Nokia (NOK) recently had a good run up in terms of its stock price from a lifetime low of just $1.6 to $3 levels. Those who bought into Nokia's ADR at this low point would have made a good deal of profits by now. But unfortunately, the price seems to be falling yet again.
It's rather saddening to witness the once mighty Nokia reduced to this condition. The fall from grace has been painful as well as tragic for many Nokia fans like me. Not to mention those who stayed invested till date.
Nokia missed out on the smartphone age by holding on to its old and redundant Symbian platform. And when it finally decided to let go, the damage had already been done. Nokia lost most of its smartphone market share to Apple (AAPL) and Samsung. But Nokia wasn't alone. The iconic BlackBerry maker, Research in Motion (RIMM) also failed to catch up with Apple's IOS and Google's (GOOG) Android based devices.
But Nokia hasn't been sitting pretty and doing absolutely nothing. The company has been cutting corners and eliminating redundant business units. Recently it sold about 500 of its patents to Vringo (VRNG) for a sum of $22 million. It has also been laying off many of its employees and has completed the sale of its Qt platform to a Finnish software maker Digia.
So what does the future hold for Nokia?
Well, the High-end smartphone business doesn't seem to be working for Nokia as well as it should have. But what's still working, is the demand for low-end mobile devices from emerging markets, such as South Africa, and India.
Research firm Gartner reveals that Nokia, with a market share of 19.9%, was second largest in terms of worldwide mobile shipments during the second quarter this year. To put this into perspective, Nokia's market share is slightly below electronic giant, Samsung's share of 21.6%.
So Nokia may be down in the smartphone space, but it's still not entirely out in terms of the overall mobile market.
Being a highly visible and trusted brand in emerging markets, Nokia should be able to win the favor of many consumers with newer smartphone launches in future. So as long as Nokia is able to keep its foothold in the low-end segment, the company will be able to buy more time until it's able to ramp up smartphone sales significantly.
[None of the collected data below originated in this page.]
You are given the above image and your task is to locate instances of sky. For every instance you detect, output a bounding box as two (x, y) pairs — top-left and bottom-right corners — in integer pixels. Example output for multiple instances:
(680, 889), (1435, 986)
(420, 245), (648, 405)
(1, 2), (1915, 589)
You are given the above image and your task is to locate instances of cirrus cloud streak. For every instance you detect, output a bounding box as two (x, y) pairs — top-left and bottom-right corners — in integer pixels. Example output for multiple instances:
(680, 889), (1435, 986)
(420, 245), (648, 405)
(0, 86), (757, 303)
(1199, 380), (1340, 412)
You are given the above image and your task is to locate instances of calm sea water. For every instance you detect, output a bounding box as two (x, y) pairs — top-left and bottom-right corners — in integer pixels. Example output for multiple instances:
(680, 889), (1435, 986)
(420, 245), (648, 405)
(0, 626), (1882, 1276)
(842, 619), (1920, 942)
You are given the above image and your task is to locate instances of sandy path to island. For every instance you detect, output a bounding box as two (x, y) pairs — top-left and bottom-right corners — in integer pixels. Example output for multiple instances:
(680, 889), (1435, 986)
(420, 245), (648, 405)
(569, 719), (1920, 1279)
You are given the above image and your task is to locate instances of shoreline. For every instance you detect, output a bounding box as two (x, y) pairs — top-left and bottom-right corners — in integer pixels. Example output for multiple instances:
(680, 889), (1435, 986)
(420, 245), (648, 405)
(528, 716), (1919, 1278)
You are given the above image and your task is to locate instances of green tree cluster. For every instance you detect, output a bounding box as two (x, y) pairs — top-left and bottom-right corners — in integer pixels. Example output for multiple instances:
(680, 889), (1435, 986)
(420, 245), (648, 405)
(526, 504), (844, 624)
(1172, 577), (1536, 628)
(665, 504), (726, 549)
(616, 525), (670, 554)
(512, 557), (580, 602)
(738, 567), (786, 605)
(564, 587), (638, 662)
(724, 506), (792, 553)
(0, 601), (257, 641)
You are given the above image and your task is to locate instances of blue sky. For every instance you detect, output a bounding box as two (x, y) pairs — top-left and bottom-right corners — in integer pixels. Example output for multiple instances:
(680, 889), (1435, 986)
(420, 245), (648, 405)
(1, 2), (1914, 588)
Nokia will be introducing new Microsoft (MSFT) Windows 8 based smartphone devices in September. But if this doesn't happen sooner than Apple's launch of the iPhone 5, the company might lose its edge even further.
So should you take a chance with Nokia?
Well, the company still has quite a long way to go, before it can fully recover. The process will be painfully long, but would probably be worth the wait. Once all redundancies are removed, the result would be a leaner and more agile company, which would be able to focus its energies solely on the smartphone market more effectively.
Besides, over the past 20 years, Nokia has amassed a large portfolio of more than 30,000 valuable patents under its belt. Many analysts believe that these could be worth anywhere between 4 billion to 10 billion euros. After Apple's legal victory against Samsung, I'd say that these patents could be even more valuable. This not only gives Nokia enough ammunition to generate more patent royalties but also makes it a rather attractive acquisition target.
At these rock bottom levels, I'd say that Nokia looks like a great buy and a good long term play.